Concept in computational complexity theory

In computational complexity theory, BPL (Bounded-error Probabilistic Logarithmic-space), sometimes called BPLP (Bounded-error Probabilistic Logarithmic-space Polynomial-time), is the complexity class of problems solvable in logarithmic space and polynomial time with probabilistic Turing machines with two-sided error. It is named in analogy with BPP, which is similar but has no logarithmic space restriction.

==Error model==
The probabilistic Turing machines in the definition of BPL may only accept or reject incorrectly less than 1/3 of the time; this is called two-sided error. The constant 1/3 is arbitrary; any x with 0 ≤ x < 1/2 would suffice. This error can be made 2^{−p(x)} times smaller for any polynomial p(x) without using more than polynomial time or logarithmic space by running the algorithm repeatedly.

==Related classes==
Since two-sided error is more general than one-sided error, RL and its complement co-RL are contained in BPL. BPL is also contained in PL, which is similar except that the error bound is 1/2, instead of a constant less than 1/2; like the class PP, the class PL is less practical because it may require a large number of rounds to reduce the error probability to a small constant.
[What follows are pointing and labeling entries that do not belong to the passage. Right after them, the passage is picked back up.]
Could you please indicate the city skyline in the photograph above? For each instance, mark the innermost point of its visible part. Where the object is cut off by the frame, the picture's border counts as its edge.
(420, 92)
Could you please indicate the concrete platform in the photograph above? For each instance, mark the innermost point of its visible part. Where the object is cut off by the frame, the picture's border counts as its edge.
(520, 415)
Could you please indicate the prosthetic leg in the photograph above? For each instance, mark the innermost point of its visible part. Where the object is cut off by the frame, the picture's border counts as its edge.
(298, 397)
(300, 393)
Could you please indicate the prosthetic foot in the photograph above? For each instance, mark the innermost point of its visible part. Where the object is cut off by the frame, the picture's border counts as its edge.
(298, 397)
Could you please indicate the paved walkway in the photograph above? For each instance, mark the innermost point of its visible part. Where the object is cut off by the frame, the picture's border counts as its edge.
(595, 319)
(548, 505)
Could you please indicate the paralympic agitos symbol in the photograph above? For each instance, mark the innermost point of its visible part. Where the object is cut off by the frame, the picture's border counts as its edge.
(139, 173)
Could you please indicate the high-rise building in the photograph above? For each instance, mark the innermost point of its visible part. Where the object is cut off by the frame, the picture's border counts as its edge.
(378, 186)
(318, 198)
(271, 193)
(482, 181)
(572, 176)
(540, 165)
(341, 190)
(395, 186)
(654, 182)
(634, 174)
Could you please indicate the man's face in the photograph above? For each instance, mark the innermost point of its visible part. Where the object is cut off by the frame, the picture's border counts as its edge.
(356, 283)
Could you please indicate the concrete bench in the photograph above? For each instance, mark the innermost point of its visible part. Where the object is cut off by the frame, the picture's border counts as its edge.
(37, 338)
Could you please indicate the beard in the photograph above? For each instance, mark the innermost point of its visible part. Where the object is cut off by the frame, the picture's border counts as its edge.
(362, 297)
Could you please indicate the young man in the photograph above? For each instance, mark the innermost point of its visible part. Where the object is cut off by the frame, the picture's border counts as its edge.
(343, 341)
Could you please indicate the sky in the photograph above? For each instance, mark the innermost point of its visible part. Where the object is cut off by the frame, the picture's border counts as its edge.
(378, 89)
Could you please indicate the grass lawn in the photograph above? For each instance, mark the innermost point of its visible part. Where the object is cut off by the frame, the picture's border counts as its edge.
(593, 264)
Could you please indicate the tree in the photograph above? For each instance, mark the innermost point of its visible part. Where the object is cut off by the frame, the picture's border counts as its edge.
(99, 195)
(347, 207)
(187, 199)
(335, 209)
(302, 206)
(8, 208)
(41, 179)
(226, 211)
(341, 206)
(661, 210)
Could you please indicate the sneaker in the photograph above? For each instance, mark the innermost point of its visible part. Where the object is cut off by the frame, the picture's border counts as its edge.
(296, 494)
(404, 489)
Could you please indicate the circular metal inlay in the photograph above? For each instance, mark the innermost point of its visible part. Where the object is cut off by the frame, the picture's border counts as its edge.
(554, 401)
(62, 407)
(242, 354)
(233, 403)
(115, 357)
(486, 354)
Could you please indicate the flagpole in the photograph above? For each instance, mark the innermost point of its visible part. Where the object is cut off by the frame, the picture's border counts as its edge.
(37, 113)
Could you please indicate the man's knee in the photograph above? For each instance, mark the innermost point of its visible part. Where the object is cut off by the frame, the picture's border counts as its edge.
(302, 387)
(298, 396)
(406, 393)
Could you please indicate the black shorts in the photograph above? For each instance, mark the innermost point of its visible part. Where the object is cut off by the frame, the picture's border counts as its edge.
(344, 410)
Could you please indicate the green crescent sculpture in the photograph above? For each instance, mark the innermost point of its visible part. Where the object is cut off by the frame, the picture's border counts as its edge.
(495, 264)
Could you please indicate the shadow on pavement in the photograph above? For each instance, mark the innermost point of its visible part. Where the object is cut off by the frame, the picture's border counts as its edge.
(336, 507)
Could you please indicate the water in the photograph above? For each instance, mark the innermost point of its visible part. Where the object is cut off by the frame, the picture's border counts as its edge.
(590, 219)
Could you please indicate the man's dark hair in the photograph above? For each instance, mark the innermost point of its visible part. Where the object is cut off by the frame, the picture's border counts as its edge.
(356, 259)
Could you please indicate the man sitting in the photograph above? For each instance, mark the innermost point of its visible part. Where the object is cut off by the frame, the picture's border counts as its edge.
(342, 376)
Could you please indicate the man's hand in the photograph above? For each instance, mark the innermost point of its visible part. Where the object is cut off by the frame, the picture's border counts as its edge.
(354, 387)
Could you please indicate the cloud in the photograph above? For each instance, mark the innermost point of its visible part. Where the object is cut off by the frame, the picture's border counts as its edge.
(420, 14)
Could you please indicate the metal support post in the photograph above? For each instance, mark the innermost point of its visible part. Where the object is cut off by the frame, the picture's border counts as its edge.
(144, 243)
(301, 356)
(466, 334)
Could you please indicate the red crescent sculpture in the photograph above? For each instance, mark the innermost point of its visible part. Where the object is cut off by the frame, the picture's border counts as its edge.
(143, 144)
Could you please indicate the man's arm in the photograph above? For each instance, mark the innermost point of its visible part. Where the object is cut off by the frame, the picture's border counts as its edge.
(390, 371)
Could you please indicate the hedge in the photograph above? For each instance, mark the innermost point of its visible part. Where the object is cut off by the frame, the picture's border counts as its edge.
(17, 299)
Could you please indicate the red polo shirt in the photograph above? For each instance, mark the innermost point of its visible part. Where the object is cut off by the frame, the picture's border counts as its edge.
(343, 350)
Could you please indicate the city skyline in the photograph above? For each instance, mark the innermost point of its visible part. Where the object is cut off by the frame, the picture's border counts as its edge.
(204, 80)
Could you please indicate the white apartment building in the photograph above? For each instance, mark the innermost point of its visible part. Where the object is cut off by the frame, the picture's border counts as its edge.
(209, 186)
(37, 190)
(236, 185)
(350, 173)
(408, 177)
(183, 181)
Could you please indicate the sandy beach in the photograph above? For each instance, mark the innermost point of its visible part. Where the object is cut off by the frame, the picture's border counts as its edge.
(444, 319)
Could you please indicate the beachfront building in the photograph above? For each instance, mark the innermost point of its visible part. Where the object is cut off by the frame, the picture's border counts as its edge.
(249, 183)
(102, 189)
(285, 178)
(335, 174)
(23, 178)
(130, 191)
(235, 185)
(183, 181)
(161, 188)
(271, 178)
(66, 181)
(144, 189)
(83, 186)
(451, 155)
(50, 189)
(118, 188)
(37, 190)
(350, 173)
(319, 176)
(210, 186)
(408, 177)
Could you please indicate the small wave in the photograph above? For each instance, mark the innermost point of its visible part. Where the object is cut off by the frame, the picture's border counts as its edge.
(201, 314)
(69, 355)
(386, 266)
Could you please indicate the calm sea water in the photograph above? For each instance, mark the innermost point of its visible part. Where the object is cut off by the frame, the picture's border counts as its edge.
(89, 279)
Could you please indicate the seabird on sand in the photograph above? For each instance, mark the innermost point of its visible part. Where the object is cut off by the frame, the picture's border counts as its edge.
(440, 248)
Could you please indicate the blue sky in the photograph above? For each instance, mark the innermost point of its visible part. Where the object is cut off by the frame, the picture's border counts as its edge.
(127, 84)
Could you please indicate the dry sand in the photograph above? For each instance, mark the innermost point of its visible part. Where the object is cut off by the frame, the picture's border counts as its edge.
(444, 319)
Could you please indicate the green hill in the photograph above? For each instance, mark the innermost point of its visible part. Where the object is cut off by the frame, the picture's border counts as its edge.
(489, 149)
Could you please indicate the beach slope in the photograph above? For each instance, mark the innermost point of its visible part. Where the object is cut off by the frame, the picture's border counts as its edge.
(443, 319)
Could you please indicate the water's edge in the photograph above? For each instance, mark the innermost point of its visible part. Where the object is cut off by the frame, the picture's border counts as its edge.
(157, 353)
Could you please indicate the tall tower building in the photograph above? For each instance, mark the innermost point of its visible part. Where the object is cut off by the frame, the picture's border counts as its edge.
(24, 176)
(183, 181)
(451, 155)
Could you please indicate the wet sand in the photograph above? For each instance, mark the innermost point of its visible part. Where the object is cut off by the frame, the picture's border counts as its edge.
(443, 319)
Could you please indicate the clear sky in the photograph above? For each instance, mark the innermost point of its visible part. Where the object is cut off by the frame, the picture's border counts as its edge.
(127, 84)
Nisan (1994) showed the weak derandomization result that BPL is contained in SC. SC is the class of problems solvable in polynomial time and polylogarithmic space on a deterministic Turing machine; in other words, this result shows that, given polylogarithmic space, a deterministic machine can simulate logarithmic space probabilistic algorithms.

BPL is contained in NC and in L/poly. Saks and Zhou showed that BPL is contained in DSPACE(log^{3/2} n), and in 2021 Hoza improved this to show BPL is contained in DSPACE
$(\log^{3/2}(n)/\sqrt{\log \log n})$.